Jazz, Blues, and Rock in the Service of God

From the curator

A great religious leader is a 'master of ecstasy.'  He evokes emotions that move beyond the rational onto the mystical. A jazz musician does something the same.

—Ralph Ellison

From Benny Goodman, Artie Shaw, and Ziggy Elman to Lee Konitz, Shelly Manne, and John Zorn, the annals of jazz are filled with musicians of Jewish descent. And while the Jewish presence in jazz is perhaps no more pronounced than in other circles, some have speculated—with varying degrees of credibility—as to the extent to which jazz or other genres might be considered "Jewish."

Swing His Praises takes an opposite approach, and looks at how jazz (as well as blues and rock) has been incorporated into Jewish liturgical and sacred music. That is, how composers and musicians have put jazz—according to this volume’s subtitle—in the service of God.

 In Paul Berliner’s ethnography, Thinking in Jazz: The Infinite Art of Improvisation, jazz musicians most often likened improvisation to having a conversation or going on a journey. There is an interesting parallel here with the cantor, who serves as the messenger of the congregation (sheliaḥ tzibbur) and is charged with enhancing its spiritual journey. So, as Neil W. Levin observes in his introduction to this volume, while there is no jazz or blues basis in the history of synagogue music, there are parallels in musical practice—especially in improvisation—and "extramusical" function.

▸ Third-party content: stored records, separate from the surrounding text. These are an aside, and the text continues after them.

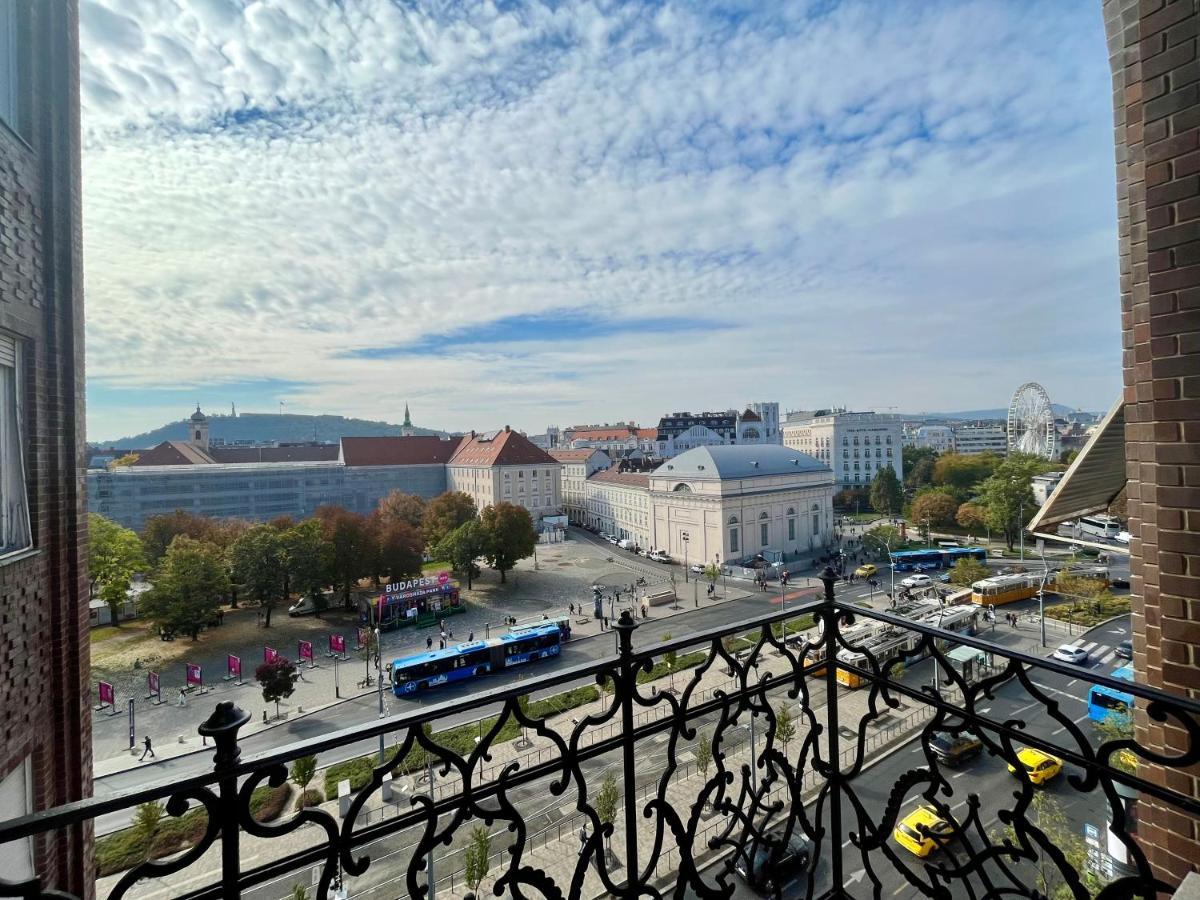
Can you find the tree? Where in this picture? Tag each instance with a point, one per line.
(114, 557)
(887, 496)
(353, 547)
(400, 507)
(479, 847)
(1008, 497)
(971, 516)
(935, 505)
(510, 535)
(257, 559)
(277, 679)
(966, 573)
(462, 547)
(187, 587)
(445, 513)
(400, 547)
(607, 801)
(304, 771)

Most of the work featured here comes from the latter half of the 1960s and reflects the era’s characteristic open attitude toward experimentation.

Jonathan Klein’s Hear O Israel: A Sabbath Service in Jazz was composed in 1965, when the composer was just seventeen years old, and was recorded two years later by an ensemble that included Herbie Hancock, Ron Carter, and several other prominent jazz artists. "The ritual act of creating this music during worship seemed most appropriate for the Sabbath," Klein has said of the work, "when each week, according to Jewish mystical traditions, we re-create the world." Klein is also featured in a podcast about Hear O Israel produced by the Milken Archive.

Charles Davidson’s …And David Danced Before the Lord and The Hush of Midnight reflect the composer’s wide-ranging musical interests and deep knowledge of cantorial art. The former combines typical jazz and cantorial idioms while the latter is more firmly rooted in folk rock. Davidson has described The Hush of Midnight—a complete reimagining of a s’liḥot) service—as "a combination of traditional cantorial chant with the musical vernacular of our day."

The two services by Cantor Raymond Smolover are also rooted in folk rock, while those by Gershon Kingsley are performed almost entirely on Moog synthesizers. In an oral history with the Milken Archive, Smolover recalled being inspired by the Bob Dylan records his son often played in the family’s home. Kingsley was an early adopter of the Moog synthesizer and is still known in the popular music world for his work on that instrument.

In the aftermath of the Civil Rights Movement, there was much dismay at what had become tense relations between the African American and Jewish communities. To help mend that rift, Dave Brubeck composed a work exploring the historic and spiritual parallels of Jews and African Americans. The result was The Gates of Justice, a massive cantata emphasizing the theme of universal brotherhood and drawing from the bible, Hillel, Martin Luther King, Jr., and African American spirituals.

Jazz remains a strong force within the world of Jewish sacred music, illustrating the genre’s endless capacity to enhance the religious experience in ways that are both artistically interesting and spiritually fulfilling.